Gabriel Mondry folded his arms and stuck out his hip to flaunt a black leather gun case.
He and other members of Students for Concealed Carry planned the Empty Holster Protest for the end of March to educate students on what members believe is the minimal impact of passing House Bill 4005, a new piece of legislation that would allow concealed carry permit holders to carry weapons on campus.
“We’re making an effort to show we have holsters,” the 19-year-old UF health science sophomore said. “If we were really carrying firearms, no one would even know.”
A sister bill — Senate Bill 0176 — was approved through a Senate committee Monday and the house bill through a House committee Wednesday. As it continues to gain support in Congress, Mondry and a few fellow members of the UF chapter of SCC began sporting their empty holsters Wednesday.
Mondry and Joshua Roe, president of the organization, wore outside-the-waistband holsters as a peaceful demonstration for the bill, they said. If the bill passes, they would conceal the guns with inside-the-waistband holsters.

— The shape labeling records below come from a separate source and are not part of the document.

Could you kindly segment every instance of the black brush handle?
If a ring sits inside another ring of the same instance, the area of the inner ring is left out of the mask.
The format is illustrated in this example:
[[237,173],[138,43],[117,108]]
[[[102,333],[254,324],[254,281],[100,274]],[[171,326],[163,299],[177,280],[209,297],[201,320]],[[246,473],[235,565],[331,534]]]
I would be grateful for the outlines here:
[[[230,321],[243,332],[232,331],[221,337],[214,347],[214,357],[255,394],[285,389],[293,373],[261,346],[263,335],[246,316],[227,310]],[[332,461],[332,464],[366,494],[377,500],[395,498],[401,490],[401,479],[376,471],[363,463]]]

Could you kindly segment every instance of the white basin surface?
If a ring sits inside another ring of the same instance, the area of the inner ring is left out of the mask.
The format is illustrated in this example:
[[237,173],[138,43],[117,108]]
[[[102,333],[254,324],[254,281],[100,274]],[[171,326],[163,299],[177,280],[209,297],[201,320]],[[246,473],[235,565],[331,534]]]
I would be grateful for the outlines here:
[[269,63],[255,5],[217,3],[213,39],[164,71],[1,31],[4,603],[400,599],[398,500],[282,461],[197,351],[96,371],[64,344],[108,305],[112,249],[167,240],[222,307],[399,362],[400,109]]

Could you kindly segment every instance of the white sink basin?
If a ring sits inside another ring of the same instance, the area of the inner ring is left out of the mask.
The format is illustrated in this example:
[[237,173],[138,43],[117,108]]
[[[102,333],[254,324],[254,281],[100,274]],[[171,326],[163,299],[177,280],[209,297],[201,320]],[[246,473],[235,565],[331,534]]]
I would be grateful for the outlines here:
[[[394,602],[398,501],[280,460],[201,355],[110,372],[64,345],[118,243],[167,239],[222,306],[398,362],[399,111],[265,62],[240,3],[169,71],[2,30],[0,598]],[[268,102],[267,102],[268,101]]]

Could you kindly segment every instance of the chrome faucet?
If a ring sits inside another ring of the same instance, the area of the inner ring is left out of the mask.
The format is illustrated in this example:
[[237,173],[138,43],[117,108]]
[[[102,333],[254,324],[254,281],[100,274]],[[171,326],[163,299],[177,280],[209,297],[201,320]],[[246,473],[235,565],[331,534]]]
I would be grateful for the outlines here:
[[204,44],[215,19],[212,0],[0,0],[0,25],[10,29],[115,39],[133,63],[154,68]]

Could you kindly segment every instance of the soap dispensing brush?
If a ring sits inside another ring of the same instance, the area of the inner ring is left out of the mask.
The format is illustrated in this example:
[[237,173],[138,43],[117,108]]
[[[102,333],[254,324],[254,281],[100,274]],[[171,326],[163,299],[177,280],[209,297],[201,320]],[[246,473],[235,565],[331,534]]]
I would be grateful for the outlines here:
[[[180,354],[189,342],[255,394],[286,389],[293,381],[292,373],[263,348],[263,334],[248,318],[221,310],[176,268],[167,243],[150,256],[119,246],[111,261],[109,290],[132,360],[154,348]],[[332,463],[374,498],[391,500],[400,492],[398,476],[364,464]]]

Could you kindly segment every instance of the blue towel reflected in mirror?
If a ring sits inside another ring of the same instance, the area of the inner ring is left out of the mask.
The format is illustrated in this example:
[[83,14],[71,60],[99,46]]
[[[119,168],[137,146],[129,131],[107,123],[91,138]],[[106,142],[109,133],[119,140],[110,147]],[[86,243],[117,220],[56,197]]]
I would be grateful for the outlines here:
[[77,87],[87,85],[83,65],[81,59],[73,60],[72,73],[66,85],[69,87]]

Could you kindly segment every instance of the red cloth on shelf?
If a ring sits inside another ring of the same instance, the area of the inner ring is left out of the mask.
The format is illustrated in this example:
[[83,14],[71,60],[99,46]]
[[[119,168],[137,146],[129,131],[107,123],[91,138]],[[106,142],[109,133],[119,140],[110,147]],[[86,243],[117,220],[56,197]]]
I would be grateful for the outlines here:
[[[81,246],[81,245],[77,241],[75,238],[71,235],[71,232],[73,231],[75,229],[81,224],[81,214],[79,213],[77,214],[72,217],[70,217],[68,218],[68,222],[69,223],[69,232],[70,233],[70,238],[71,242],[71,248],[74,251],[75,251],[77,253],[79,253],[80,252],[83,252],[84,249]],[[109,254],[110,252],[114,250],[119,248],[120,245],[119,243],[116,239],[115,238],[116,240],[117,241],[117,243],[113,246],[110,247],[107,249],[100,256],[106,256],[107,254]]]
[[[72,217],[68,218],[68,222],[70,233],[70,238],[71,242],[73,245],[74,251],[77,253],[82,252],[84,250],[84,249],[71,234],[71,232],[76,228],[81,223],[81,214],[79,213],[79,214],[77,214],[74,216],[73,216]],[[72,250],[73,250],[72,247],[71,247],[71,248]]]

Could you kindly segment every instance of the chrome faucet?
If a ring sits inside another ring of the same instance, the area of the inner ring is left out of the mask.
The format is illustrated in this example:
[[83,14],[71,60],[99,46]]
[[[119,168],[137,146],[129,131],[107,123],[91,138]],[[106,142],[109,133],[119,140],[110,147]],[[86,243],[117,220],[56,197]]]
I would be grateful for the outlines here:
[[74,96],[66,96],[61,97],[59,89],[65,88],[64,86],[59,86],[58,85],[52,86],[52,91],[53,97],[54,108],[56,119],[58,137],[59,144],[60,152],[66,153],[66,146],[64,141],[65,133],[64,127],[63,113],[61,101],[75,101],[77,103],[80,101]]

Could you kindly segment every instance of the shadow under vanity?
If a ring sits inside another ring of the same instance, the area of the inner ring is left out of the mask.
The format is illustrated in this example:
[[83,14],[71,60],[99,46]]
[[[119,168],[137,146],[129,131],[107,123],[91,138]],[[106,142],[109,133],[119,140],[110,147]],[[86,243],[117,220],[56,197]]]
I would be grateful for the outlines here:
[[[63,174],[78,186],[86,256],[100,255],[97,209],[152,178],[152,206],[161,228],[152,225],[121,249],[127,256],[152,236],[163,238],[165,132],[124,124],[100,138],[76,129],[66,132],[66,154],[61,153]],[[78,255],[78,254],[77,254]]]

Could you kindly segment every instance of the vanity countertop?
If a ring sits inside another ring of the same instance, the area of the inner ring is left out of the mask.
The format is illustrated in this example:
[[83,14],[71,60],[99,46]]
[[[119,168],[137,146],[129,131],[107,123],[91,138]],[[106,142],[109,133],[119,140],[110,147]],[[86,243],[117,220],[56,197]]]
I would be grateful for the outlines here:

“It won’t create a Wild West environment,” Mondry said. “People won’t notice them. They’re freaking out about nothing.”
Even if the bill passes, Mondry wouldn’t be eligible to tote his firearm on campus or any public place. Permit holders must be at least 21 years old, which limits the number of possible concealed firearm-carriers on campus.
Roe, a certified EMT and first-year UF tourism, recreation and sport management Ph.D. candidate, said few people will actually strap on holsters.
The 33-year-old said he has had thousands of hours of firearm training.
He said concealed carry on campus will not create a less-safe learning environment, as argued by the bill’s opponents. In a dangerous situation, it will act as a responsive measure of self defense before police arrive, he said.
“We care about each other and our safety,” he said. “We’re here to protect ourselves.”
Beyond a parking-lot exception, UF opposes guns on campus, spokeswoman Janine Sikes wrote in a statement. UF will look to law enforcement for recommendations on matters of public safety. UF faculty members passed a resolution to oppose the legislation in February and continue to watch the bill’s progress.
“The State of Florida University Police Chiefs, including UF Police Chief Linda Stump, are united in opposition to any legislation that would allow guns on campus,” Sikes wrote.
Jenna Goldman, the UF College Democrats vice president, recently rallied against the bill in Tallahassee. The UF political science and history senior said she would not feel comfortable knowing hot-headed students with access to drugs and alcohol were armed on campus.
She said the organization will rally more on campus when the bill gets to the floor.
“I encourage students to get involved — this will really, really affect us,” Goldman, 22, said.
But for Mondry and other SCC members, they’re hoping the Empty Holster Protest will prove the bill will not affect students negatively.
“It’s about educating and reaching out to the community,” he said. “We formally invite people against concealed carry to come to the range for knowledge on firearms.”
[A version of this story ran on page 1 - 4 on 3/19/2015 under the headline “Concealed carry bill passes through subcommittees”]
Gabriel Mondry, a 19-year-old UF health science sophomore, stands on Plaza of the Americas as part of an empty holster demonstration Wednesday afternoon. Mondray, who was wearing a an outside-the-waistband type holster, said the point of the demonstration was to show others that holsters are unobtrusive.